Os dias continuaram caminhando, até que em alguma entrevista alguém expeliu a frase recorrente e escutei: "tempo é dinheiro!". E lembrei de outro mestre, Antonio Candido, que considerava esta frase, atribuída a Benjamin Franklin, como uma verdadeira aberração, para, em seguida, ensinar:
[…]tempo não é dinheiro. Tempo é o tecido da nossa vida, é esse minuto que está passando. Daqui a 10 minutos eu estou mais velho, daqui a 20 minutos estou mais próximo da morte. Portanto eu tenho direito a esse tempo; esse tempo pertence a meus afetos, é para amar a mulher que escolhi, para ser amado por ela. Para conviver com meus amigos, para ler Machado de Assis: isso é o tempo2 .

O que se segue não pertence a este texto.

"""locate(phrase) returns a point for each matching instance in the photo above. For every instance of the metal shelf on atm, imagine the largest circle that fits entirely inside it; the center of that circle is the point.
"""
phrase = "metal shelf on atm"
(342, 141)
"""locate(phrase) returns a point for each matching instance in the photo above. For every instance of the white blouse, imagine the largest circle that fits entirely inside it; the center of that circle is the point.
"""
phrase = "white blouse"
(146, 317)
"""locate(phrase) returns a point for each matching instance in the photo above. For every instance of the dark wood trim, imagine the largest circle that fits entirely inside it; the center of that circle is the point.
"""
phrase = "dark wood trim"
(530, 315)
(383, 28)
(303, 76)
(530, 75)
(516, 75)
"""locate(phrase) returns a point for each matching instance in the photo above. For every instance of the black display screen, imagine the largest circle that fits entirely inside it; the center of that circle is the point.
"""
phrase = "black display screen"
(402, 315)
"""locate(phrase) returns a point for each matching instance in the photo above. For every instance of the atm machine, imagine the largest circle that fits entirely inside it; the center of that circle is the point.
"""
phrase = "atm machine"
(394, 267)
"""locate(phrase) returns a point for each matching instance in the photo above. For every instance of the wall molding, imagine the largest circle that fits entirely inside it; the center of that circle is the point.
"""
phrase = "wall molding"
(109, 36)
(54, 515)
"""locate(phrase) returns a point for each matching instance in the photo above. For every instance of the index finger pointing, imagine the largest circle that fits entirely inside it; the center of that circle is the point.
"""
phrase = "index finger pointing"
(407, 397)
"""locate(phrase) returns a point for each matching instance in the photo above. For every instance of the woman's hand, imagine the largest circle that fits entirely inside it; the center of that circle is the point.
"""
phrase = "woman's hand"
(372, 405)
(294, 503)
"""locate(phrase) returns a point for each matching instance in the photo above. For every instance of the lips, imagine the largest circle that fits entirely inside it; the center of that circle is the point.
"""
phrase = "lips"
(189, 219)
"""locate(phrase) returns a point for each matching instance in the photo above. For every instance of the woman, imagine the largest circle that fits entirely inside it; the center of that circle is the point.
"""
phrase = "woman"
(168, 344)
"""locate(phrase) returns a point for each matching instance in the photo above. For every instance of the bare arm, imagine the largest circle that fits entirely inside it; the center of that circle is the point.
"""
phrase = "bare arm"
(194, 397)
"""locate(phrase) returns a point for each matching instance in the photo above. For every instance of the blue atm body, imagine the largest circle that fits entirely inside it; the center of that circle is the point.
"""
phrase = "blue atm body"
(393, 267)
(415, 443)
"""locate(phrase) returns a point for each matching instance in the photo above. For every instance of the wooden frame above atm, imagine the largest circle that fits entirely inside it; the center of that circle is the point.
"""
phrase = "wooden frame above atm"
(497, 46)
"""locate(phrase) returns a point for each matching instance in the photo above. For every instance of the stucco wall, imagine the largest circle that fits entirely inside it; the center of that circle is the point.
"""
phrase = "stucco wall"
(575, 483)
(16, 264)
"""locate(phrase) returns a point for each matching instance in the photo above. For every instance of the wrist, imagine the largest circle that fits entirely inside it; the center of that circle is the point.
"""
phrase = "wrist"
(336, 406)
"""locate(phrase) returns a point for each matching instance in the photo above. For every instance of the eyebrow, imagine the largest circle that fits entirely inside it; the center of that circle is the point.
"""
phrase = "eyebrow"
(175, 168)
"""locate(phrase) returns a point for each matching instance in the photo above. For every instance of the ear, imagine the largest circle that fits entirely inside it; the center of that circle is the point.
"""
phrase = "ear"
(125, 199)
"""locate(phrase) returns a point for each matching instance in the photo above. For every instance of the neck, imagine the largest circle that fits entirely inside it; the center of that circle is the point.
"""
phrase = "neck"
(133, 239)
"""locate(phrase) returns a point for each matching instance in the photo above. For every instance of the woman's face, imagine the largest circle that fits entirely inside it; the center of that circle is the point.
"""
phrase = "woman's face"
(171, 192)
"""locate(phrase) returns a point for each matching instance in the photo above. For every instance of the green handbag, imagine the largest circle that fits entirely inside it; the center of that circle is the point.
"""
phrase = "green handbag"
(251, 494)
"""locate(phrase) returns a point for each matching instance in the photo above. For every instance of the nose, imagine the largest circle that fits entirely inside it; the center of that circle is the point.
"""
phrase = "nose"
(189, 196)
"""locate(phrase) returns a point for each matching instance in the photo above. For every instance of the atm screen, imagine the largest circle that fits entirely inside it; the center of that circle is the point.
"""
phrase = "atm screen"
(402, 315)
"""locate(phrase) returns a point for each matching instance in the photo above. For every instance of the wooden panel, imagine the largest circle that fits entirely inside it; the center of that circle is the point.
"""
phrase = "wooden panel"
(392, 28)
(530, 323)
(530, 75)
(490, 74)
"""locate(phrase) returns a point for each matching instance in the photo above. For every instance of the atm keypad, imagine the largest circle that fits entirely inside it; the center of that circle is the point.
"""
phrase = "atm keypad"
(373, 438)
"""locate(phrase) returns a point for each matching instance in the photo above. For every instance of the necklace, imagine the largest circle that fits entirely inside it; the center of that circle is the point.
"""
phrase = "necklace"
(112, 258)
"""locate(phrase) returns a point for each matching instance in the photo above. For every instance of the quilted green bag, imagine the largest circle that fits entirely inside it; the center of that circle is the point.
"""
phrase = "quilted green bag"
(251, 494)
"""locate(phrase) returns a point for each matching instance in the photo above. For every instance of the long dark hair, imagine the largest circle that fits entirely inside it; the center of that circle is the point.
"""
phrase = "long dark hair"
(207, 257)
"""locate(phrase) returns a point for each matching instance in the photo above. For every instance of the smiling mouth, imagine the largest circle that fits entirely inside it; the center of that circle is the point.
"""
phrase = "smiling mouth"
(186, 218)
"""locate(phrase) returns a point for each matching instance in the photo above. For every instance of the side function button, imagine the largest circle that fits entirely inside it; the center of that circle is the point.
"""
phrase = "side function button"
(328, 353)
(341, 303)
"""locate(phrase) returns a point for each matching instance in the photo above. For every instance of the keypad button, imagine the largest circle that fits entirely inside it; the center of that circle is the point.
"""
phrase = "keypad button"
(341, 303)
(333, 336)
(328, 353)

Por este fio, fui levado ao início dos anos 1980, quando entrei na faculdade de agronomia, onde descobri que seria músico. Recordei vagamente de algumas aulas e me peguei pensando: o tempo para os outros seres vivos existe? Sei que árvores possuem anéis de crescimento através dos quais os humanos podem estimar a idade que têm. Gostava das aulas de entomologia e do professor que ensinou a respeito da morfologia das traças e dos cupins. Seres que, creio, não conhecem dias, meses, anos, horas ou minutos; indiferentes a isso, exercem plenamente suas funções na natureza e, quando encontram livros, documentos, fotografias e manuscritos, simplesmente os comem. Então pensei na lentidão do tempo para a construção e na rapidez para a destruição. Fui levado a tentar classificar cientificamente a subespécie de cupins e traças humanas que se alimenta da insanidade, estupidez e preconceito na tentativa de destruir ou alterar a história; se esgueirando e se alojando em fissuras e rachadinhas na tentativa de corroer e corromper memórias. Matutei a respeito da importância do tempo para a constituição de legados, como os que nos deixaram Milton Santos e Antonio Candido, e pensei também com amor, respeito e carinho em artistas que partiram recentemente, como Letieres Leite, Sebastião Tapajós, Ismael Ivo, Eva Wilma, Aldir Blanc, João Acaiabe, Naomi Munakata, Nelson Sargento, Abraham Palatnik, Paulo Gustavo, Martinho Lutero, Ubirany, Nelson Freire,
Daniel Taubkin, Renata Montanari, Tarcísio Meira, Monarco, Marília Mendonça, Jaider Esbell, Mestra Aurinha do Coco, Pelão, Zuza Homem de Melo, Elza Soares, Sérgio Mamberti, Ruth Rachou, Daniel Azulay, Françoise Forton, e os reverenciei.
Pensei no privilégio de poder refletir sobre isso tudo fazendo três refeições por dia, enquanto a fome avança ainda mais pelo país, e pensei na luta contra o tempo que todos empreendemos à custa da segurança e saúde de motoboys, motogirls e atendentes, para assim ganharmos tempo para ouvir uma maior quantidade de músicas com, no máximo, um minuto de duração.
E por falar em música: quanto tempo será que Wilson Batista e José Batista levaram para compor “Meu Mundo é hoje”? Quanto tempo levou Paulinho da Viola, no estúdio, para gravá-la?
Coloco Paulinho da Viola para rodar na vitrola e penso na letra da música: não existirá amanhã para nós sem ar, floresta e decência. Penso nas milícias de traças e cupins. Meu tempo é hoje.